Jika di puncak Gunung Kerinci terdapat sesuatu yang menjadi keinginan masing-masing orang, maka hasrat untuk sampai ke puncak akan semakin besar. Keberanian akan tercipta.

“Dan menuju ke puncak Gunung Kerinci, tentu butuh tenaga ekstra. Butuh waktu lama, karena banyak tantangannya. Buku The Power of Menyerah merupakan proses peziarahan Monsinyur menuju Allah,” lanjut imam yang saat ini berkarya di Skolastikat SCJ, Yogyakarta ini.

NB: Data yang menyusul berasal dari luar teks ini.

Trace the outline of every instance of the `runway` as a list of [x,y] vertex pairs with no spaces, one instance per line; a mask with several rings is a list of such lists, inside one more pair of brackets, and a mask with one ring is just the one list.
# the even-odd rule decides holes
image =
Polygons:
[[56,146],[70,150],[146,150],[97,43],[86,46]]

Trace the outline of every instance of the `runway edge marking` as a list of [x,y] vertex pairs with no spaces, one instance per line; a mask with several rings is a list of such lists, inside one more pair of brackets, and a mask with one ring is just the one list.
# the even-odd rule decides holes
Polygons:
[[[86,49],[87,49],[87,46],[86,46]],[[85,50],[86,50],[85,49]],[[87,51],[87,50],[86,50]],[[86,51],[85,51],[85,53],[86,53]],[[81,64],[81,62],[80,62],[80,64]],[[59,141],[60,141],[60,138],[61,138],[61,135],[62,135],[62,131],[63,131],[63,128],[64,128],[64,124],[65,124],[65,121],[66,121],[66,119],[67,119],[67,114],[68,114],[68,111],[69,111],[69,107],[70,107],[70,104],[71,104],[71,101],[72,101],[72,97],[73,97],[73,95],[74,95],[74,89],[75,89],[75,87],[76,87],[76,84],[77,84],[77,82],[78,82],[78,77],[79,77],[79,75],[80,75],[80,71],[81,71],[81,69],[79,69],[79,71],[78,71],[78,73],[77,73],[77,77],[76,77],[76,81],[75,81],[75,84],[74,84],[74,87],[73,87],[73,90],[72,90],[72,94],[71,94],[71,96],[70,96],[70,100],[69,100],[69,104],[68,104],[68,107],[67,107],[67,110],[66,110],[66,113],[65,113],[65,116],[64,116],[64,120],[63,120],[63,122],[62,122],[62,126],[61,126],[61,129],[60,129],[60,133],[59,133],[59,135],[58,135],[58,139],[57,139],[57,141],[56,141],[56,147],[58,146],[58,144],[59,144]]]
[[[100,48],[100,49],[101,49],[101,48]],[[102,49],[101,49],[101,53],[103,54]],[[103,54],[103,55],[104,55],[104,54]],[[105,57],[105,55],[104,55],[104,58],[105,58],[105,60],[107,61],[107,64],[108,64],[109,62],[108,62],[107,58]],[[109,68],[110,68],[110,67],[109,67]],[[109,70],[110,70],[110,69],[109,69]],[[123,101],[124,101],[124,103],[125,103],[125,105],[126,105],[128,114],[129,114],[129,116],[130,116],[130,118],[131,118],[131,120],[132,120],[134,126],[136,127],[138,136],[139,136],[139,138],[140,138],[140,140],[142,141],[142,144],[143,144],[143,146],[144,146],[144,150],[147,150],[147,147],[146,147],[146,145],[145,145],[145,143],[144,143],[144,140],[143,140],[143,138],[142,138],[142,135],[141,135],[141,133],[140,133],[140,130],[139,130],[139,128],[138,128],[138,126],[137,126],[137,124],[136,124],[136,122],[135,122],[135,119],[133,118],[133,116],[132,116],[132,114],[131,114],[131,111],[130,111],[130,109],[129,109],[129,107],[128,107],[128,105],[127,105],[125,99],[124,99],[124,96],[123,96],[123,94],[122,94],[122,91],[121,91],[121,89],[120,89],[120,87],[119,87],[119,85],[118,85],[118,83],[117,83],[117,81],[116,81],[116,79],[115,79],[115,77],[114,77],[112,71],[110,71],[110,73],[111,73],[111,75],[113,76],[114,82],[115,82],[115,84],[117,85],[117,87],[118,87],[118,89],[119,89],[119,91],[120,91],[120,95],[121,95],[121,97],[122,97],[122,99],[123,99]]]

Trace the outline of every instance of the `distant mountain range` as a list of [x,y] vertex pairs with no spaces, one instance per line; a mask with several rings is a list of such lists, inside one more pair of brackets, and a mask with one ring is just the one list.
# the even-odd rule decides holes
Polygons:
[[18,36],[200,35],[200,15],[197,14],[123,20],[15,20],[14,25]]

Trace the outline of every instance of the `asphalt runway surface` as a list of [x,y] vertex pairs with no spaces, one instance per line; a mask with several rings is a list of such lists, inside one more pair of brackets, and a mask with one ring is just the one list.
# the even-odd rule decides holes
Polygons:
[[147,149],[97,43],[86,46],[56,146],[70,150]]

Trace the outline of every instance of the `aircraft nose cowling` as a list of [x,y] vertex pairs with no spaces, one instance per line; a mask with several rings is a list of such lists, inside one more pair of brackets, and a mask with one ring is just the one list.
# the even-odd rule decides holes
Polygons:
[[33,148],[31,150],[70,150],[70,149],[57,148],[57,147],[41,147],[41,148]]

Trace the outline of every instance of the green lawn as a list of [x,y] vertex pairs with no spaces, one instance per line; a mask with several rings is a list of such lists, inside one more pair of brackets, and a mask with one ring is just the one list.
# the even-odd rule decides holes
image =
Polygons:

Sama seperti puncak Gunung Kerinci, yang ada sesuatu sehingga menarik manusia untuk mendakinya, begitu pun proses hidup Mgr Sudarso yang dibukukan dalam biografi The Power of Menyerah.  “Di situ ada ketertarikan besar Monsinyur mengenai siapa itu Allah. Di samping rahmat Allah begitu yang besar, beliau juga menunjukkan kesungguhan yang besar dalam mencapai Allah,” papar Romo Sunardi.

Jalan kehidupan selalu meninggalkan jejak langkah. Jejak langkah suatu perbuatan, membiasakan manusia untuk melakukannya kembali. Ini seolah-olah otomatis menurut Romo Sunardi.

“Kecanduan internet dan gadget meninggalkan jejak dan menciptakan jalan menuju ke sana. Secara otomatis yang terpikir adalah gadget. Mengapa? Karena ada sistem memory itu,” kata Romo Sunardi.

Keutamaan

Mgr Sudarso SCJ juga mengalami otomatisasi yang sama, hanya jalannya yang berbeda. “Monsinyur adalah sosok yang rendah hati. Dia dekat dengan umat. Saya merasakan kedekatan itu. Ketika bertemu, selalu ada salam hangat,” tandas Fransiskus Xaverius Sutarno, Ketua Wilayah Bunda Maria, Paroki Santa Teresia, yang juga hadir dalam bedah buku karangan Romo Ignatius Elis Handoko SCJ itu.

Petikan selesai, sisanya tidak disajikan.